PwHash implements libsodium’s password hashing functions, based on Argon2.

Argon2 provides a configurable memory-hard arbitrary-length hashing function that is well suited for password hashing. You may tune the function according to your preferences to either provide stronger collision resistance, or shorter computation times.

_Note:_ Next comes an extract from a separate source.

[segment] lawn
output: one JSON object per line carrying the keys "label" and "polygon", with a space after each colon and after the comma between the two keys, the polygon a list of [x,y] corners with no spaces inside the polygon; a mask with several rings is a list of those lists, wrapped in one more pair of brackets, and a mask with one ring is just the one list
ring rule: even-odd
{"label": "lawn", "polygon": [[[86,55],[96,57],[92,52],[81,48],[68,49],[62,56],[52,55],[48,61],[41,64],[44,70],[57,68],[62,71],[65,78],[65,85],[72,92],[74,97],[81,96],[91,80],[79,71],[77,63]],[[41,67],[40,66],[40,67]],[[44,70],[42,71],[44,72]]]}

You should use PwHash when you want to:

authenticate with passwords, and store their salted hashes in a database
derive secret keys based on passphrases
hash arbitrary data in a manner that’s strongly resistant to collisions

If the serde feature is enabled, the serde::Deserialize and serde::Serialize traits will be implemented for PwHash.

Rustaceous API example

use dryoc::pwhash::*;

// A strong passphrase
let password = b"But, for my own part, it was Greek to me.";

// Hash the password, generating a random salt
let pwhash = PwHash::hash_with_defaults(password).expect("unable to hash");

pwhash.verify(password).expect("verification failed");
pwhash
    .verify(b"invalid password")
    .expect_err("verification should have failed");

Using a custom config, or your own salt

use dryoc::pwhash::*;

// Generate a random salt
let mut salt = Salt::default();
salt.resize(dryoc::constants::CRYPTO_PWHASH_SALTBYTES, 0);
dryoc::rng::copy_randombytes(&mut salt);

// A strong passphrase
let password = b"What's in a name? That which we call a rose\n
                 By any other word would smell as sweet...";

// With customized configuration parameters, return type must be explicit
let pwhash: VecPwHash = PwHash::hash_with_salt(
    password,
    salt,
    Config::interactive().with_opslimit(1).with_memlimit(8192),
)
.expect("unable to hash password with salt and custom config");

pwhash.verify(password).expect("verification failed");
pwhash
    .verify(b"invalid password")
    .expect_err("verification should have failed");

Deriving a keypair from a passphrase and salt

use dryoc::keypair::StackKeyPair;
use dryoc::pwhash::*;

// Generate a random salt
let mut salt = Salt::default();
salt.resize(dryoc::constants::CRYPTO_PWHASH_SALTBYTES, 0);
dryoc::rng::copy_randombytes(&mut salt);

// Use a strong passphrase
let password = b"Is this a dagger which I see before me, the handle toward my hand?";

let keypair: StackKeyPair = PwHash::derive_keypair(password, salt, Config::interactive())
    .expect("couldn't derive keypair");

// now you can use `keypair` with DryocBox

String-based encoding

See PwHash::to_string() for an example of using the string-based encoding API, compatible with crypto_pwhash_str* functions.

Additional resources

See https://libsodium.gitbook.io/doc/password_hashing for additional details on password hashing
Refer to the protected module for details on usage with protected memory.

Modules

protectednightly
Protected memory type aliases for PwHash

Structs

Config
Password hash configuration parameters. Provides reasonable default values with Config::default(), Config::interactive(), Config::moderate(), and Config::sensitive().
PwHash
Password hash implementation based on Argon2, compatible with libsodium’s crypto_pwhash_* functions.

Type Aliases

Hash
Heap-allocated hash type alias for password hashing with PwHash. Hashes can be of arbitrary length, but they should be at least CRYPTO_PWHASH_BYTES_MIN bytes.
Salt
Heap-allocated salt type alias for password hashing with PwHash. Salts can be of arbitrary length, but they should be at least CRYPTO_PWHASH_SALTBYTES_MIN bytes.
VecPwHash
Vec<u8>-based PwHash type alias, provided for convenience.